The State Key Laboratory Breeding Base of Basic Science of Stomatology & Key Laboratory of Oral Biomedicine Ministry of Education, School & Hospital of Stomatology, State Key Laboratory of Virology, Wuhan University, Wuhan, China.
Frontier Science Center for Immunology and Metabolism, Medical Research Institute, School of Medicine, Wuhan University, Wuhan, China.
Nat Commun. 2020 Dec 3;11(1):6182. doi: 10.1038/s41467-020-19941-0.

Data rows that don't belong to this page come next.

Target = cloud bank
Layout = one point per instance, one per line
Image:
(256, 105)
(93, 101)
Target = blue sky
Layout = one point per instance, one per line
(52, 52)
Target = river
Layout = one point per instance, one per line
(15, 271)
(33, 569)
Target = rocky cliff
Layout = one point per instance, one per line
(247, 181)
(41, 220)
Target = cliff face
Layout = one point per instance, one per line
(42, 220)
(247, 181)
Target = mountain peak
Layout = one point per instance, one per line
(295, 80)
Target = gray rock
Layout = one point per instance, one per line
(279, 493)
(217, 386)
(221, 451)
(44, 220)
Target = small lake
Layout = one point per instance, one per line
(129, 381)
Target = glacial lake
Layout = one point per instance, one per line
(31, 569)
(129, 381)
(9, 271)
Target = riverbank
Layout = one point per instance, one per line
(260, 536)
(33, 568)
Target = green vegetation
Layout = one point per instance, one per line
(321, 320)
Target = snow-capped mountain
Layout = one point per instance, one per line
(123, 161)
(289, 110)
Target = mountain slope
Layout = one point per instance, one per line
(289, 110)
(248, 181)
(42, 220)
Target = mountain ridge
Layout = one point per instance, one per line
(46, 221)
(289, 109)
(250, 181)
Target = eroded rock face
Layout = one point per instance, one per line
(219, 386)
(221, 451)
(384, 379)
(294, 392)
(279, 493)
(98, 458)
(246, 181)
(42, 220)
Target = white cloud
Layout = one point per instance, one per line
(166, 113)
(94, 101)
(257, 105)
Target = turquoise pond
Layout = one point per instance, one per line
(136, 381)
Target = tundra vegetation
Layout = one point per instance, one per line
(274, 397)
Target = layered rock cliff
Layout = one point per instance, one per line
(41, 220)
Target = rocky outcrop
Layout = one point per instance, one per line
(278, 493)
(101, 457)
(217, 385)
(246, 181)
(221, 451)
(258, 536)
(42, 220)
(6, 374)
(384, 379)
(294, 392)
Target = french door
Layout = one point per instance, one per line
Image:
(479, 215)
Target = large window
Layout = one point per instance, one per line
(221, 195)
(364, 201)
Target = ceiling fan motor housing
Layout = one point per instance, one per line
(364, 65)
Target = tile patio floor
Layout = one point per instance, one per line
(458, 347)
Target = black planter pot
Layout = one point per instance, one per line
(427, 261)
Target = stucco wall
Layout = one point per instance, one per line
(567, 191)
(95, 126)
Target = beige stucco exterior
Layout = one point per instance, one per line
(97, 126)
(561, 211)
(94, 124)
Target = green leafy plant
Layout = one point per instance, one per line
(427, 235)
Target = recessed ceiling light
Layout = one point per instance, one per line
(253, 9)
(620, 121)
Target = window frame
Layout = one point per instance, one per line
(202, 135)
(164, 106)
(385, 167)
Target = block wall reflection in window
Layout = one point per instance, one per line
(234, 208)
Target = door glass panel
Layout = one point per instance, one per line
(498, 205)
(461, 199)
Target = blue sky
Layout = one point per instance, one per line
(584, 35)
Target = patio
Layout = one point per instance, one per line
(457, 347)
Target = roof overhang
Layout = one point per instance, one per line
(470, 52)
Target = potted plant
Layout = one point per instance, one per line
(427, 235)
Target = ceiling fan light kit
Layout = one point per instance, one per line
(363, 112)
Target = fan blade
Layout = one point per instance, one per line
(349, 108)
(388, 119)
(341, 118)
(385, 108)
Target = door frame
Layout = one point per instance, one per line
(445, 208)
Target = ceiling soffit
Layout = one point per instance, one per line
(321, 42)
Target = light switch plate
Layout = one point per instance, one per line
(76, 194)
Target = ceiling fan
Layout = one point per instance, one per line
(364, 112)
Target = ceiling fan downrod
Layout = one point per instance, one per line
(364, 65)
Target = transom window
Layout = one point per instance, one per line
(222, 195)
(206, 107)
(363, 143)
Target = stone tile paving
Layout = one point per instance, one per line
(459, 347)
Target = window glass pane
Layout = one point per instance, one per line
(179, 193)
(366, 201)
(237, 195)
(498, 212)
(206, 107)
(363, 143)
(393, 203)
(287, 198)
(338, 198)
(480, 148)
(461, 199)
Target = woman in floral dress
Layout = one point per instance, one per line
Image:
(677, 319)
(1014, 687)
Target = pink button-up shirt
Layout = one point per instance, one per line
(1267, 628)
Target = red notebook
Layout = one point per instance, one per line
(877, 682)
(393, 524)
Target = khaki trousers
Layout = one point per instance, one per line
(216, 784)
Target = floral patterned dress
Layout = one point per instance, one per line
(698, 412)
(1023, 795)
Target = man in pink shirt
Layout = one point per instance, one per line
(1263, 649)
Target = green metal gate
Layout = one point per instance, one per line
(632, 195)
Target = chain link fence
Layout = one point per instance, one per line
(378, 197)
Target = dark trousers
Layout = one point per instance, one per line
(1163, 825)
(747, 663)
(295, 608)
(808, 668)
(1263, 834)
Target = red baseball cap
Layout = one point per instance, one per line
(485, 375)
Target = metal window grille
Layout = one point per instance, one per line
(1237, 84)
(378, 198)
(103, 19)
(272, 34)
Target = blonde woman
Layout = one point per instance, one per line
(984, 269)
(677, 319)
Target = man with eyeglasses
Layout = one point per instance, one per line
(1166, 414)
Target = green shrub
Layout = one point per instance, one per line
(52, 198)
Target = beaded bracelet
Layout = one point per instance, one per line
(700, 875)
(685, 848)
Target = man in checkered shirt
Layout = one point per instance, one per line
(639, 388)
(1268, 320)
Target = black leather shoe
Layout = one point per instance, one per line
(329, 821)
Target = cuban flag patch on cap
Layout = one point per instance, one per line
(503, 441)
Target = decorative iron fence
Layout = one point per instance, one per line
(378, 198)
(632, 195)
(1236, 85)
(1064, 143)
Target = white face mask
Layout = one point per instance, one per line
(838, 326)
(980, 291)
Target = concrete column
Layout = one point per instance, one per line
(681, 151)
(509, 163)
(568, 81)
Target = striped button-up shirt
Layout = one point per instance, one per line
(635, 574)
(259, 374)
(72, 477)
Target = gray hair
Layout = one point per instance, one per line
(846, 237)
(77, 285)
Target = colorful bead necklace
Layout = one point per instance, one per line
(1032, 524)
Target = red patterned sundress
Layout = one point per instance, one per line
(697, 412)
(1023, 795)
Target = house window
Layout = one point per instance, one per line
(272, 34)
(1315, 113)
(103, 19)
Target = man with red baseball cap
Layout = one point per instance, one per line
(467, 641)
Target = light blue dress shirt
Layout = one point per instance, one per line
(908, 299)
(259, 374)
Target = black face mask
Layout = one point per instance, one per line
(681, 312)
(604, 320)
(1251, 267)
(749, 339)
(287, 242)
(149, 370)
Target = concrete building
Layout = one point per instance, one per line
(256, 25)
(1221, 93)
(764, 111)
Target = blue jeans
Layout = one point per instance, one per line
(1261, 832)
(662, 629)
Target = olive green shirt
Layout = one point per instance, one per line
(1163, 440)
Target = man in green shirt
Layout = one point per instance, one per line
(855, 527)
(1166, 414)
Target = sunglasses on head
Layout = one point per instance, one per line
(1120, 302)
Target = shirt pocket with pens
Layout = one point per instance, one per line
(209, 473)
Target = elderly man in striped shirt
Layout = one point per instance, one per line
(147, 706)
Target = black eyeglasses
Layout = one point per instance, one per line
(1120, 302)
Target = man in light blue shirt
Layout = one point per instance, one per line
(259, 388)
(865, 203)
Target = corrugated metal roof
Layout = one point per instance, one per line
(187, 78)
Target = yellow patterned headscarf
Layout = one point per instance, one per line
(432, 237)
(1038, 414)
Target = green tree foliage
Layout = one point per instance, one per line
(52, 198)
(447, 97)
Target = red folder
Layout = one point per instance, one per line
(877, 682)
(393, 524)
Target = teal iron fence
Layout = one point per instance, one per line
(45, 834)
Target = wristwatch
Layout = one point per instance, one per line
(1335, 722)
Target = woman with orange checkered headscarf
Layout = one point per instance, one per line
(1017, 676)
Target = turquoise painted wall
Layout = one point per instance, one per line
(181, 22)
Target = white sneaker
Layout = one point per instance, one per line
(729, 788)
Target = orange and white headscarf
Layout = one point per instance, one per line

Upon sensing cytosolic DNA, the enzyme cGAS induces innate immune responses that underpin anti-microbial defenses and certain autoimmune diseases. Missense mutations of PRKDC encoding the DNA-dependent protein kinase (DNA-PK) catalytic subunit (DNA-PKcs) are associated with autoimmune diseases, yet how DNA-PK deficiency leads to increased immune responses remains poorly understood. In this study, we report that DNA-PK phosphorylates cGAS and suppresses its enzymatic activity. DNA-PK deficiency reduces cGAS phosphorylation and promotes antiviral innate immune responses, thereby potently restricting viral replication. Moreover, cells isolated from DNA-PKcs-deficient mice or patients carrying PRKDC missense mutations exhibit an inflammatory gene expression signature. This study provides a rational explanation for the autoimmunity of patients with missense mutations of PRKDC, and suggests that cGAS-mediated immune signaling is a potential target for therapeutic interventions.
当感知到细胞质 DNA 时,酶 cGAS 会引发先天免疫反应,为抗微生物防御和某些自身免疫性疾病提供支撑。编码 DNA 依赖性蛋白激酶(DNA-PK)催化亚基(DNA-PKcs)的 PRKDC 错义突变与自身免疫性疾病相关,但 DNA-PK 缺乏如何导致免疫反应增加仍知之甚少。在这项研究中,我们报告称,DNA-PK 可使 cGAS 磷酸化并抑制其酶活性。DNA-PK 缺乏会降低 cGAS 的磷酸化水平,并促进抗病毒的先天免疫反应,从而有效地抑制病毒复制。此外,从 DNA-PKcs 缺陷型小鼠或携带 PRKDC 错义突变的患者中分离出的细胞表现出炎症基因表达特征。这项研究为 PRKDC 错义突变患者的自身免疫现象提供了合理的解释,并表明 cGAS 介导的免疫信号是治疗干预的潜在靶点。